G'day guys, first of all, allow me to introduce myself, my name is Erik and live down under. My girlfriend bought me a home brewing kit for my birthday which I was very excited about!

This last saturday I went and followed all the instructions according to the product I bought ( and found myself pitching the yeast at 10:30pm. When I woke up the next morning I went to see if the airlock had started bubbling and unfortunately no action. Unfortunately the hydrometer didn't make it home in one piece from the shop to my place, so couldn't actually measure whether fermentation had started. Of course, shops were closed on Sunday so couldn't go out and buy one either!
Anyway, to make a long story short I went and bought one today and measured the gravity and it was inconclusive. The brew itself smealt pretty much the same as on Saturday night.

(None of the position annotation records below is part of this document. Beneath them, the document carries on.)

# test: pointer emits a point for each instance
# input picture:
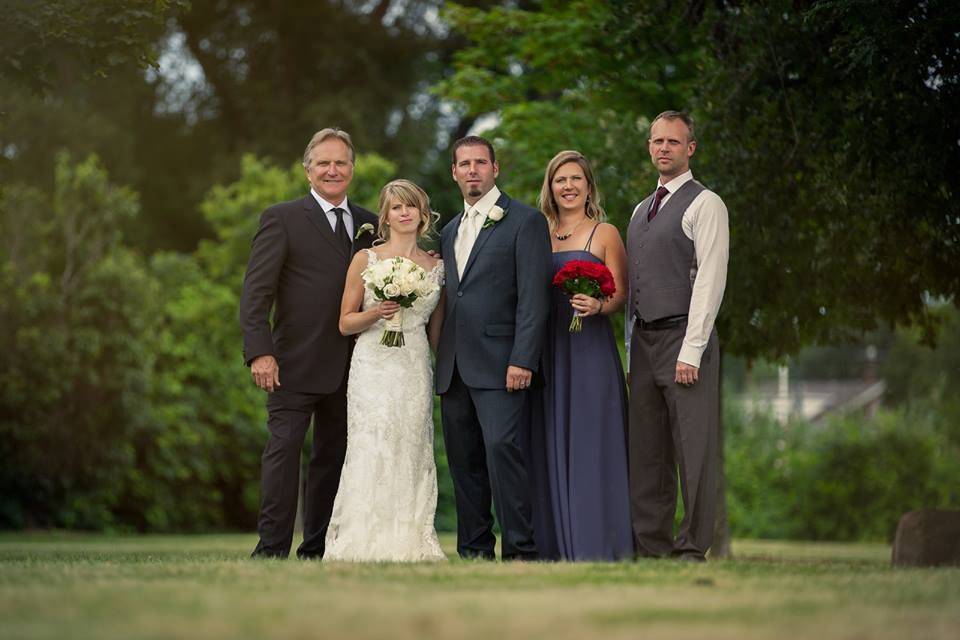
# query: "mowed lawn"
(58, 585)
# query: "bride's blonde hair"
(408, 193)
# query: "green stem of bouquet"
(392, 339)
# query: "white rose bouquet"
(399, 280)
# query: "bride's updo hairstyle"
(404, 192)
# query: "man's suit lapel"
(504, 203)
(319, 220)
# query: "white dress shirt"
(706, 223)
(331, 216)
(470, 225)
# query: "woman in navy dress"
(578, 442)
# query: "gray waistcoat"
(662, 262)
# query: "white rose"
(407, 286)
(391, 290)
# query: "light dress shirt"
(470, 225)
(331, 216)
(706, 223)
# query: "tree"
(45, 42)
(76, 368)
(799, 105)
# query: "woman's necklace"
(564, 236)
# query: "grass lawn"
(59, 585)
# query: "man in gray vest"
(677, 245)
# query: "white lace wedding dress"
(385, 506)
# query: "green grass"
(59, 585)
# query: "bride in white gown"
(385, 506)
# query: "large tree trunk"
(721, 527)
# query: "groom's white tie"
(466, 237)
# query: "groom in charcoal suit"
(299, 263)
(498, 278)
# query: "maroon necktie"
(661, 193)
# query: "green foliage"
(76, 369)
(40, 36)
(849, 479)
(125, 400)
(798, 106)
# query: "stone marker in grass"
(927, 538)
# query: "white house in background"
(813, 400)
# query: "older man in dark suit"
(498, 279)
(298, 264)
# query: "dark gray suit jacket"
(496, 316)
(298, 263)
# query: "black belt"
(661, 323)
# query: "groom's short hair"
(683, 116)
(471, 141)
(324, 134)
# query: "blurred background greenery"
(140, 140)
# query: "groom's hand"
(518, 378)
(266, 373)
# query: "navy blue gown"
(578, 438)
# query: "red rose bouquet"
(589, 278)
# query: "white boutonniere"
(494, 216)
(366, 227)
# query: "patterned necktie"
(661, 192)
(341, 229)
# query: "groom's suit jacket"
(496, 314)
(299, 265)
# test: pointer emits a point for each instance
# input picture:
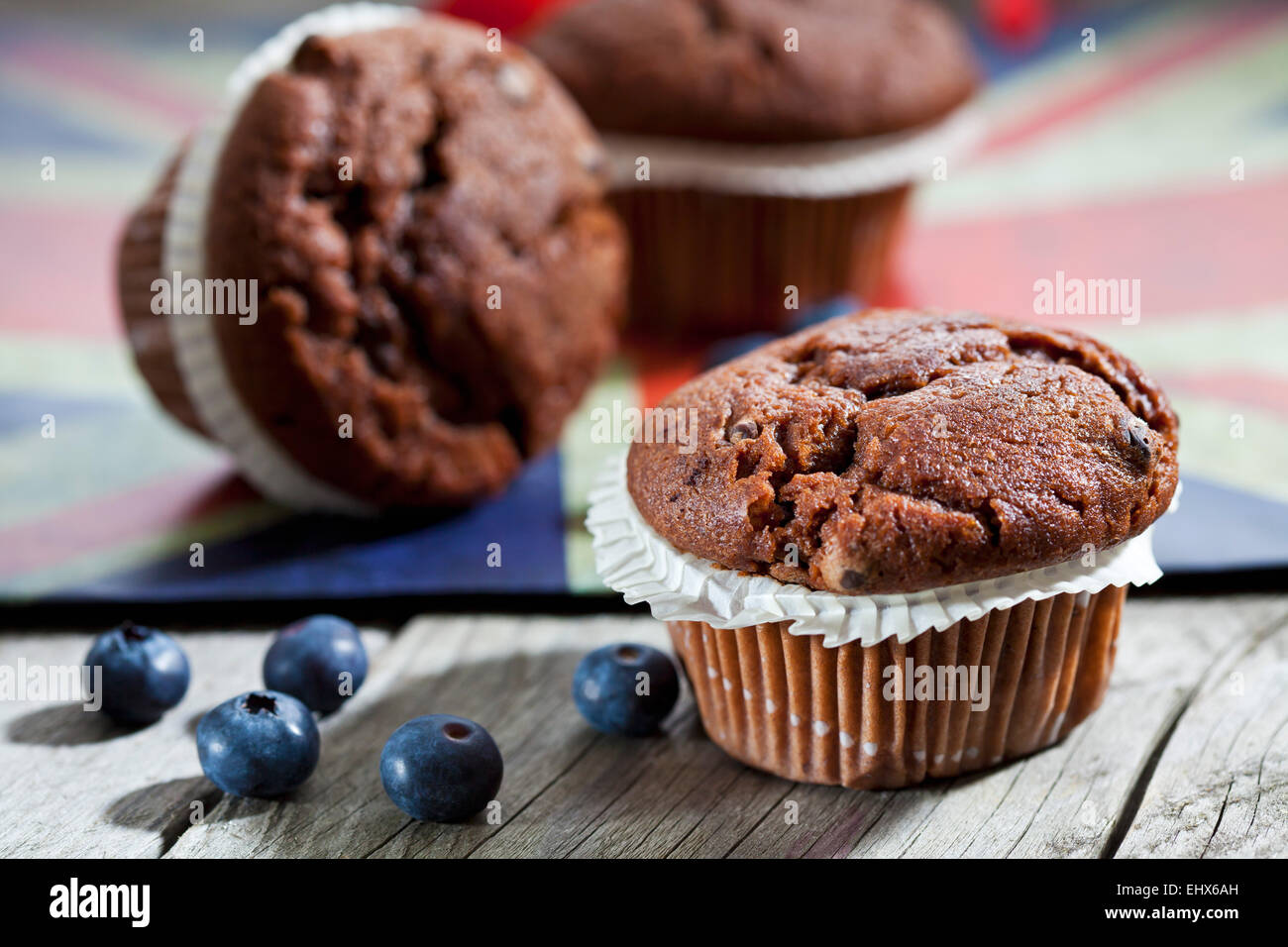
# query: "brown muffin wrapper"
(712, 264)
(138, 263)
(1048, 668)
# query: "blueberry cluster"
(266, 744)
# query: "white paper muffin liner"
(811, 169)
(632, 560)
(262, 460)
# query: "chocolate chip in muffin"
(901, 451)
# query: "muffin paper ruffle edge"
(210, 392)
(995, 688)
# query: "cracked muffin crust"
(719, 68)
(898, 451)
(455, 296)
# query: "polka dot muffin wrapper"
(854, 715)
(211, 394)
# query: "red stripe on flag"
(60, 270)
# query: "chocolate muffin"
(898, 451)
(434, 261)
(761, 145)
(897, 545)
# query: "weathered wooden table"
(1188, 757)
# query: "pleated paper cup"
(876, 690)
(719, 232)
(138, 265)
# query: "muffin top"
(898, 451)
(722, 69)
(434, 260)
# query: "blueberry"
(441, 768)
(626, 688)
(320, 660)
(824, 309)
(262, 744)
(145, 673)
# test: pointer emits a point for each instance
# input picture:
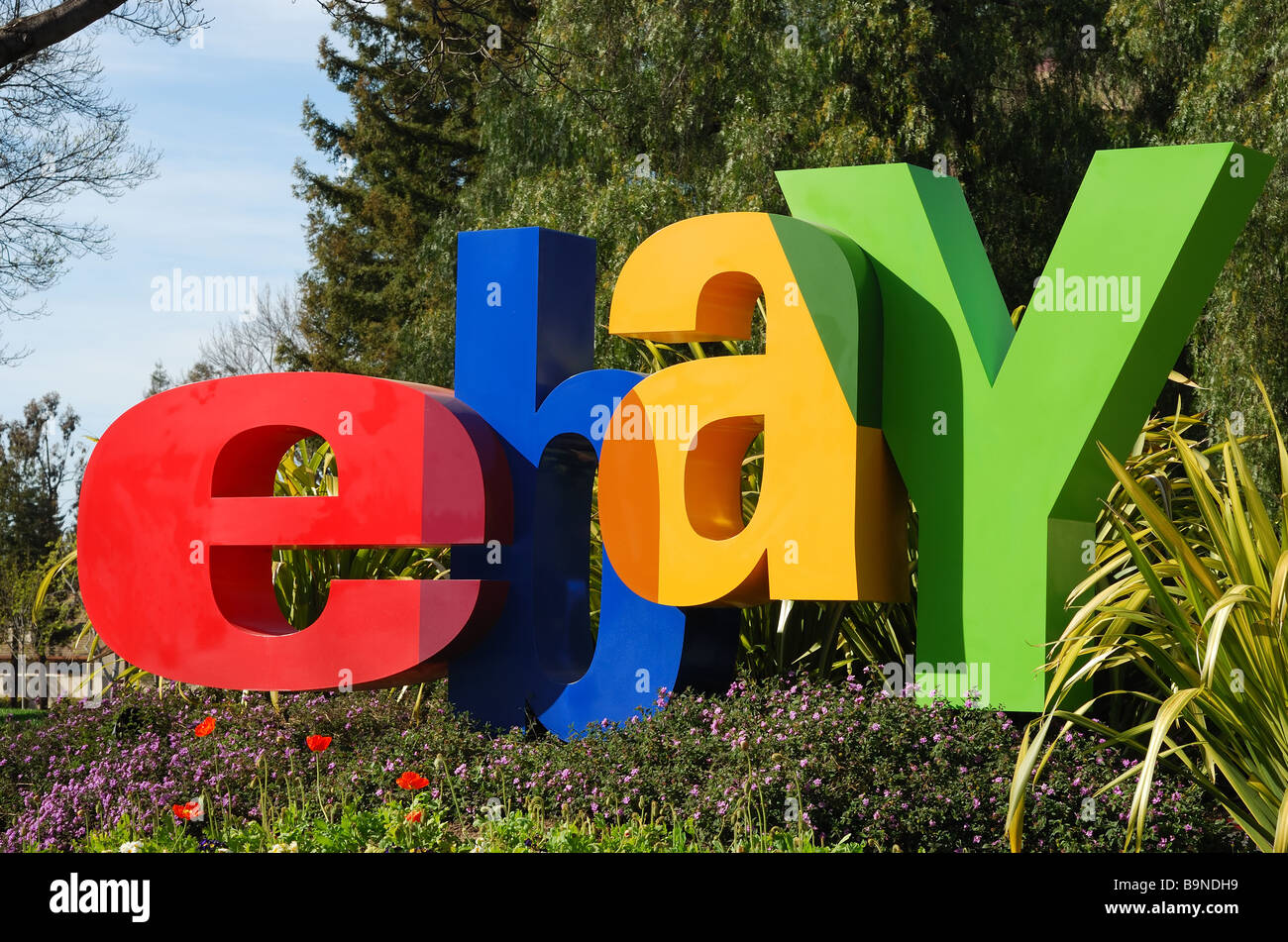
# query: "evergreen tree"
(411, 72)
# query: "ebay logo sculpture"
(890, 361)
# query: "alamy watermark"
(1089, 295)
(954, 680)
(178, 292)
(54, 680)
(632, 422)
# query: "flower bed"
(829, 762)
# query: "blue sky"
(226, 119)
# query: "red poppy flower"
(411, 782)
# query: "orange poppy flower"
(412, 780)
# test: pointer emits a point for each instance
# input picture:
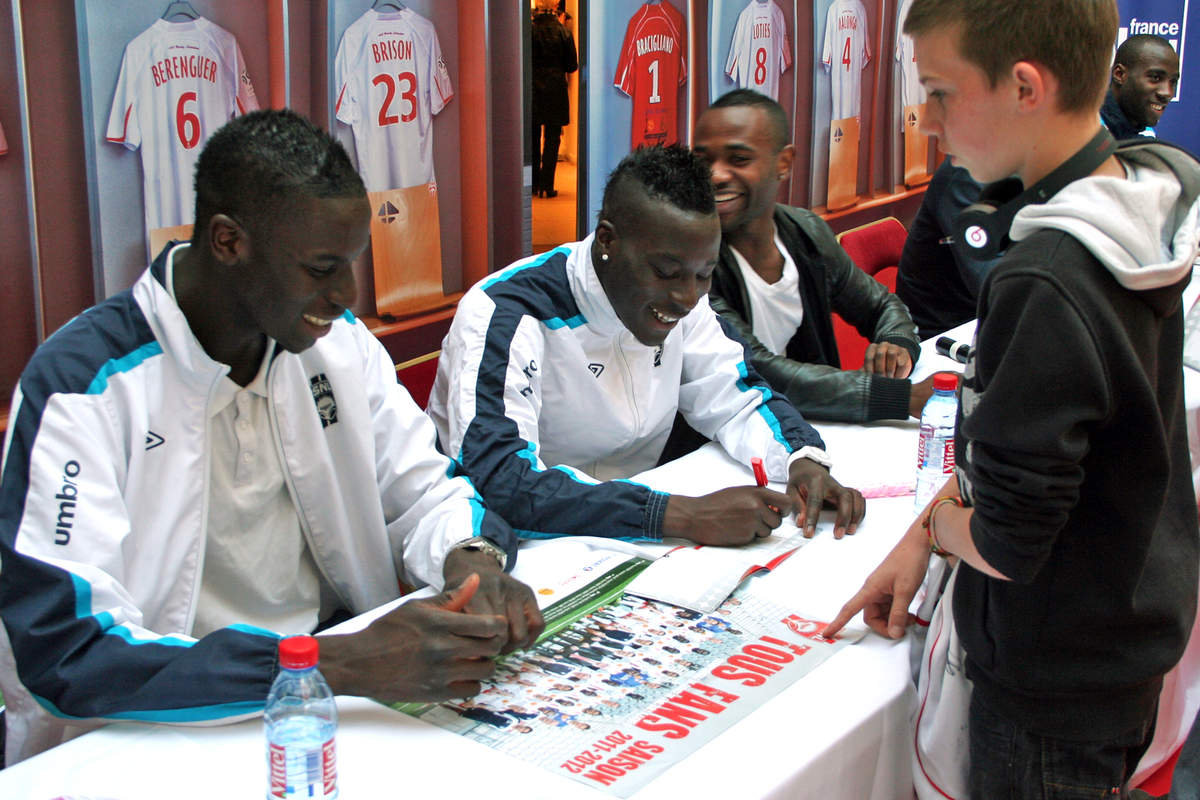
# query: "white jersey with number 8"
(391, 80)
(179, 83)
(760, 50)
(847, 49)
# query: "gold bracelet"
(928, 523)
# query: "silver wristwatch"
(817, 455)
(483, 546)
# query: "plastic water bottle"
(301, 720)
(935, 449)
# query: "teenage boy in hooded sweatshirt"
(1072, 511)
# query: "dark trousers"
(1009, 763)
(545, 155)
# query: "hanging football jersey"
(179, 83)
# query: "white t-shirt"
(777, 307)
(391, 79)
(257, 565)
(760, 50)
(847, 49)
(179, 83)
(911, 91)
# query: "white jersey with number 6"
(179, 83)
(391, 80)
(760, 52)
(847, 49)
(911, 91)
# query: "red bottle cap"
(946, 382)
(298, 651)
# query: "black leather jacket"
(810, 374)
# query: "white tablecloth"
(838, 733)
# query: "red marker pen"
(760, 471)
(760, 475)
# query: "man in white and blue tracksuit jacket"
(106, 501)
(562, 374)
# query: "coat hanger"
(180, 8)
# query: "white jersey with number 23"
(391, 80)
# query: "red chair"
(418, 376)
(875, 248)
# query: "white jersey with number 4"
(847, 49)
(760, 52)
(911, 91)
(179, 83)
(391, 80)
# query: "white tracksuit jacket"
(541, 392)
(103, 501)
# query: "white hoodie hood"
(1145, 228)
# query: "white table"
(839, 732)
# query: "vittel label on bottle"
(317, 769)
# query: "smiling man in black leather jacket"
(781, 274)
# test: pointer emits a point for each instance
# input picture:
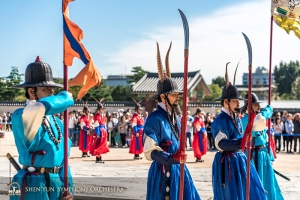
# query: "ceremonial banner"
(89, 76)
(287, 15)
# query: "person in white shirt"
(71, 127)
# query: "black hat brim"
(42, 84)
(154, 97)
(222, 98)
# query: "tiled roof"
(148, 83)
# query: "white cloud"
(215, 39)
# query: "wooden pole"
(270, 82)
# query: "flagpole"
(66, 118)
(249, 106)
(184, 105)
(270, 81)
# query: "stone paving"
(121, 177)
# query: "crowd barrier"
(288, 135)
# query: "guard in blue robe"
(39, 136)
(161, 143)
(229, 168)
(259, 152)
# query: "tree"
(97, 92)
(296, 88)
(219, 80)
(216, 92)
(121, 93)
(14, 78)
(284, 75)
(138, 73)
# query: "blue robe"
(40, 140)
(235, 164)
(265, 168)
(158, 130)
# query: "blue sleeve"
(163, 157)
(230, 145)
(267, 112)
(57, 103)
(135, 129)
(245, 122)
(97, 130)
(85, 128)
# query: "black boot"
(100, 160)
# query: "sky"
(121, 34)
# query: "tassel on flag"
(286, 15)
(89, 76)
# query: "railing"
(118, 104)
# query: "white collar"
(226, 111)
(163, 106)
(28, 101)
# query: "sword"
(13, 161)
(281, 175)
(249, 113)
(184, 105)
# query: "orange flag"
(89, 76)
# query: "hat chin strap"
(169, 103)
(234, 110)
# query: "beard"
(237, 110)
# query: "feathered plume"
(160, 71)
(235, 72)
(226, 76)
(167, 62)
(134, 100)
(98, 101)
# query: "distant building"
(147, 85)
(115, 80)
(260, 83)
(259, 78)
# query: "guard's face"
(44, 92)
(256, 107)
(173, 97)
(234, 104)
(139, 111)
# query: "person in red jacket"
(99, 141)
(85, 136)
(136, 144)
(200, 136)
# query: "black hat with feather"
(165, 84)
(229, 91)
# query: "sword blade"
(249, 49)
(13, 161)
(186, 29)
(281, 175)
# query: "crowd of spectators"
(118, 126)
(285, 128)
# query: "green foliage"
(138, 73)
(286, 96)
(122, 93)
(285, 74)
(6, 92)
(99, 92)
(296, 88)
(216, 92)
(219, 81)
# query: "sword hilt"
(13, 161)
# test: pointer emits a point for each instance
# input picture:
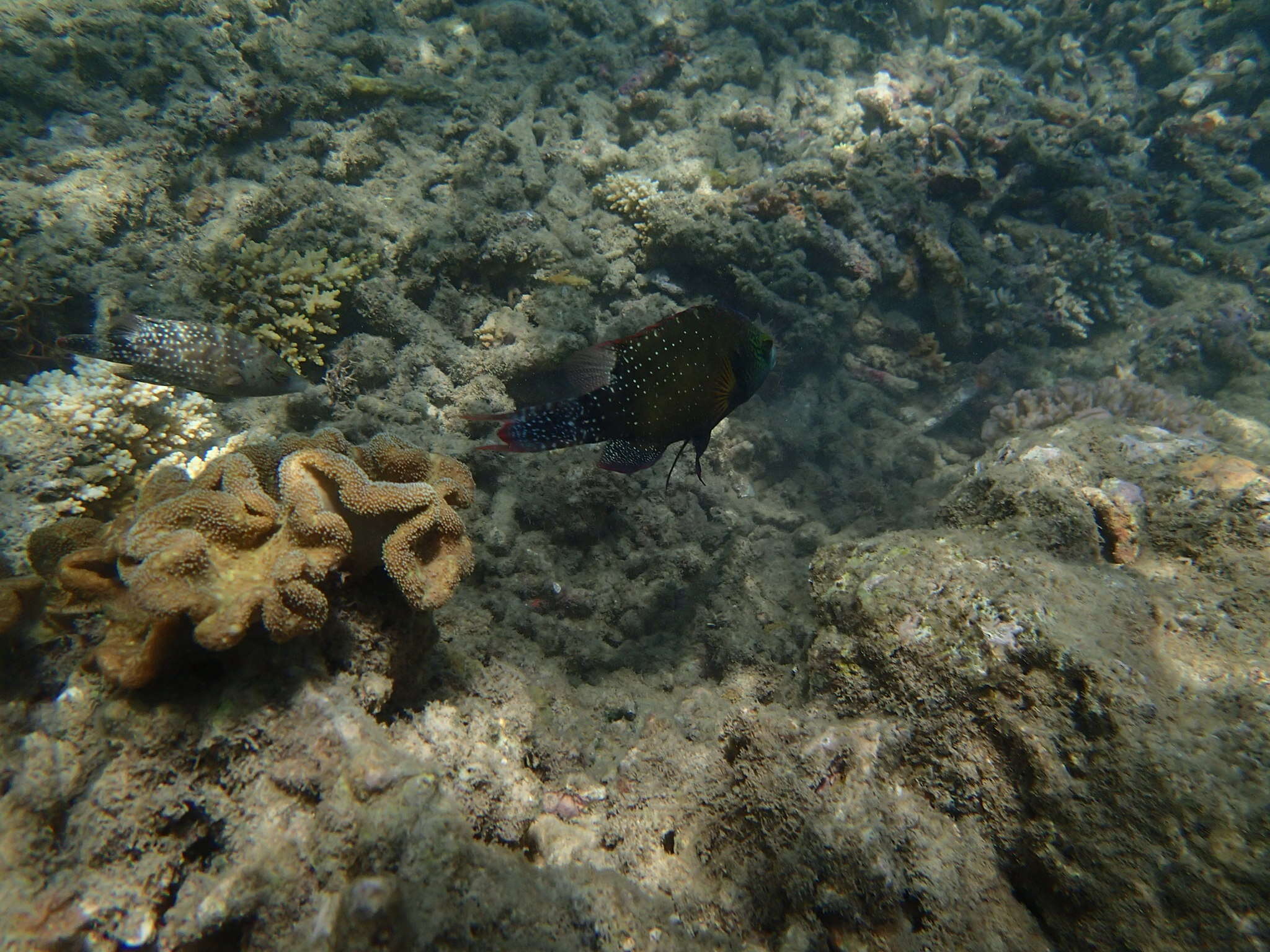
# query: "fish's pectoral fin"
(591, 368)
(625, 456)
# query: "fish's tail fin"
(86, 345)
(495, 418)
(116, 346)
(538, 428)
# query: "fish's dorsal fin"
(591, 368)
(625, 456)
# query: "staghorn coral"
(283, 298)
(630, 196)
(254, 539)
(1127, 398)
(70, 441)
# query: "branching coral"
(286, 299)
(71, 439)
(630, 196)
(254, 539)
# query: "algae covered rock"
(1070, 706)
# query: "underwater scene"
(634, 475)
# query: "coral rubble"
(70, 442)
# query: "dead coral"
(254, 539)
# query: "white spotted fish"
(671, 382)
(210, 358)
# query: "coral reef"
(285, 298)
(71, 442)
(1021, 705)
(253, 540)
(1128, 398)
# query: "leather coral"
(257, 539)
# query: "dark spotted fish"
(671, 382)
(205, 357)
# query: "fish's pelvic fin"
(625, 456)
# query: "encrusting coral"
(254, 539)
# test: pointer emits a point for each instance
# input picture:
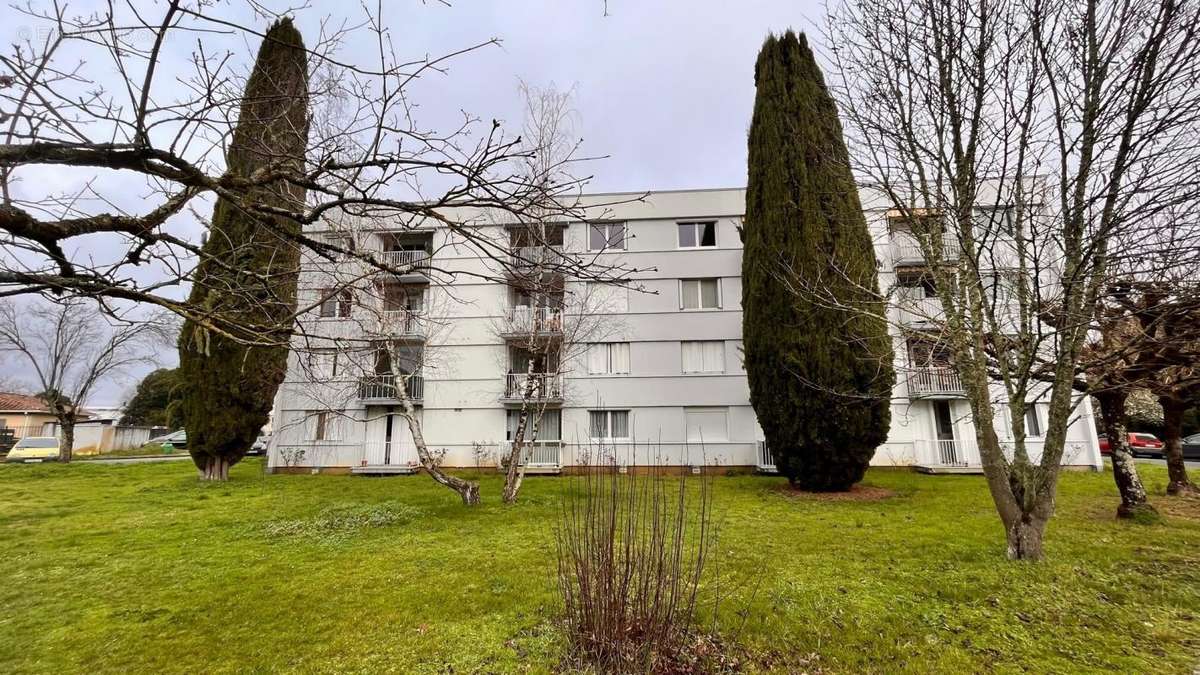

So, I decided to open the brewing kit and re-pitch some more yeast (so approx 42 hours after first pitch).

Few questions:
1: Now that I've opened my carboy, I obviously risked infection. How will I be able to tell whether my brew is infected?
2: If there are still no signs of bubbles in the airlock tomorrow, is that pretty much the end of it?
3: How do you properly read the hydrometer? Mine seemed to be floating around the 1.6 mark, which doesnt make any sense to me.

Thanks for your help guys!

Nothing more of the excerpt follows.